Leseprobe „Im Haus der Lügen“

 

Wilhelm Berger, der gerade erst aus der Kriegsgefangenschaft zurückgekommen ist, muss sich nicht nur mit einem verzwickten Mordfall herumschlagen, sondern auch mit der unbewältigten Vergangenheit. Er fragt seinen Mitarbeiter Wilfried Pagels nach dem Schicksal des Hamburger Gauleiters Karl Kaufmann.

 

»Ich nehme an, den haben sie aufgehängt?«

 

 

Pagels lachte. »Sie haben ihn nicht einmal angeklagt, Wilhelm!«

 

 

»Was?«

 

 

»Wundert dich das? Er war doch immer beliebt bei den Hamburgern. Zum Prozess gegen die Hauptkriegsverbrecher in Nürnberg war er nur als Zeuge geladen. Er hat bei der Gelegenheit ausgesagt, dass er von der Reichskristallnacht gar nichts gewusst hat. Als man ihn schließlich ins Bild gesetzt hat, habe er, wie er sagt, den Unsinn bei sich in Hamburg sofort unterbunden. Im Krieg hat er dafür gesorgt, dass die armen, ausgebombten Hamburger neue Wohnungen gekriegt haben, indem er die Evakuierung der Juden beschleunigt hat. So hat er es genannt. Natürlich hatte er keine Ahnung, was dann mit den Juden passiert ist. Und Extra-Lebensmittelrationen nach den Bombennächten hat er auch durchgesetzt. Und schließlich hat er dafür gesorgt, dass Hamburg am Ende des Krieges kampflos übergeben wurde. Kurzum: Er war ein Wohltäter der Hamburger.«

 

 

»Das war er nicht«, widersprach Berger erregt. »Er war der oberste Nazi der Stadt, und alle Verbrechen, die die Nazis begangen haben, die gehen letzten Endes auf sein Konto.«

 

 

»Sagen wir so: Diejenigen, denen er genützt hat, die sind ihm heute noch dankbar. Und diejenigen, die die Nazis umgebracht haben, die beschweren sich nicht mehr. – Aber eigentlich wundere ich mich über dein hartes Urteil, Wilhelm. Bist du nicht auch ein Nutznießer deiner Beziehungen zum Gauleiter?«

 

 

»Wie kommst du darauf?« Wilhelm Berger war fassungslos. Er sah zu, wie Pagels einen Rauchring in die Luft blies.
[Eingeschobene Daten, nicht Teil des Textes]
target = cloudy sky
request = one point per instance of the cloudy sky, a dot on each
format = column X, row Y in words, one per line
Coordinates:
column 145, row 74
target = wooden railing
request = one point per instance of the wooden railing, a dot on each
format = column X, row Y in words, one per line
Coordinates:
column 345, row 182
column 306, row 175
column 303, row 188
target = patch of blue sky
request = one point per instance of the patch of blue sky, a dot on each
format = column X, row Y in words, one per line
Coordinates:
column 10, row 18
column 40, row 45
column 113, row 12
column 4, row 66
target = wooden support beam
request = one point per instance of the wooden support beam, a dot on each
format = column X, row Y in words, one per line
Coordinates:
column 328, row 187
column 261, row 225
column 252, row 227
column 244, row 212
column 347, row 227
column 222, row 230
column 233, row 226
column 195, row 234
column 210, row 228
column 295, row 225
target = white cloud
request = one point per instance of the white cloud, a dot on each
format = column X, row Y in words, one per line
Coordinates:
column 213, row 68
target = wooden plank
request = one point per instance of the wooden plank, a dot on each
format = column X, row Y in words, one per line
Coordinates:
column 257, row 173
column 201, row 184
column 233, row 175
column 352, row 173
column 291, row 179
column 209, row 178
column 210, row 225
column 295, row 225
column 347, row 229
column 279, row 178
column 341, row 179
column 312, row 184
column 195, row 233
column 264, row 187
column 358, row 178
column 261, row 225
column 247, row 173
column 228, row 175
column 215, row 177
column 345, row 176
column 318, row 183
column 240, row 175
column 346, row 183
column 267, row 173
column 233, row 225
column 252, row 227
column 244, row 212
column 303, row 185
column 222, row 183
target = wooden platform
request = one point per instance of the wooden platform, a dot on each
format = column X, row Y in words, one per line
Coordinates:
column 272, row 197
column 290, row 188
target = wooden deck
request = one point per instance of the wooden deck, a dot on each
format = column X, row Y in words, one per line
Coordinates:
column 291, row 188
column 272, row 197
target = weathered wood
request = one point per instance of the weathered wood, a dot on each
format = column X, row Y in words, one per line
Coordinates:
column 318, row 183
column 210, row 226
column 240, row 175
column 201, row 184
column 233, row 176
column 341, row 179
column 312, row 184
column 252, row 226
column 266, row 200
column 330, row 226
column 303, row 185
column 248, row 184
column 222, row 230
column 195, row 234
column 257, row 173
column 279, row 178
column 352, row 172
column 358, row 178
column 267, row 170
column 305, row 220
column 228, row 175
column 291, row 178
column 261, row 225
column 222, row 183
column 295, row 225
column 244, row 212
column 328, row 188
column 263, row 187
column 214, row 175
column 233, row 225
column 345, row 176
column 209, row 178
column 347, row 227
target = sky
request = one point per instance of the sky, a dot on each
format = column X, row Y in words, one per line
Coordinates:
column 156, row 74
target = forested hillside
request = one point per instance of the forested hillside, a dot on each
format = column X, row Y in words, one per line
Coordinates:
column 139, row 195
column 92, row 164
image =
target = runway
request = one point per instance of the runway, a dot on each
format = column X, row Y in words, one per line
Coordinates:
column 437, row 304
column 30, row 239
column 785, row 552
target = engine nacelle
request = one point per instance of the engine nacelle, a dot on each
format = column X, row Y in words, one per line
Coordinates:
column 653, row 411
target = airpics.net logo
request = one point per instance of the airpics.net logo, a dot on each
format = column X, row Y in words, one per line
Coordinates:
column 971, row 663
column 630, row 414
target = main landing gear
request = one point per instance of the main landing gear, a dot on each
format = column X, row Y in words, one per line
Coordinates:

Schließlich sagte er: »Ich habe keine besonderen Beziehungen zu Karl Kaufmann. Mein Vater hat vor 1933 die Nazis finanziell unterstützt. Als sie schließlich an die Macht kamen, war mein alter Herr schon tot. Ich habe mit dem Gauleiter nichts zu tun gehabt.« Aber während er dies sagte, wurde ihm schlagartig bewusst, dass diese Darstellung seinem Wunschdenken entsprach. Wenn Karl Kaufmann nicht gewesen wäre, hätte er schon im Herbst 1933 den Polizeidienst quittieren müssen. Wenn Karl Kaufmann nicht gewesen wäre, hätte seine Tochter Susanne nicht nach Amerika auswandern können. Und wenn Karl Kaufmann nicht gewesen wäre, hätten Dagmar und Horst 1939 überhaupt gar nicht erst den Versuch unternehmen können, Deutschland zu verlassen.

 

 

Pagels lächelte. »Für einen Mann ohne Beziehungen bist du erstaunlich gut durchgekommen«, sagte er.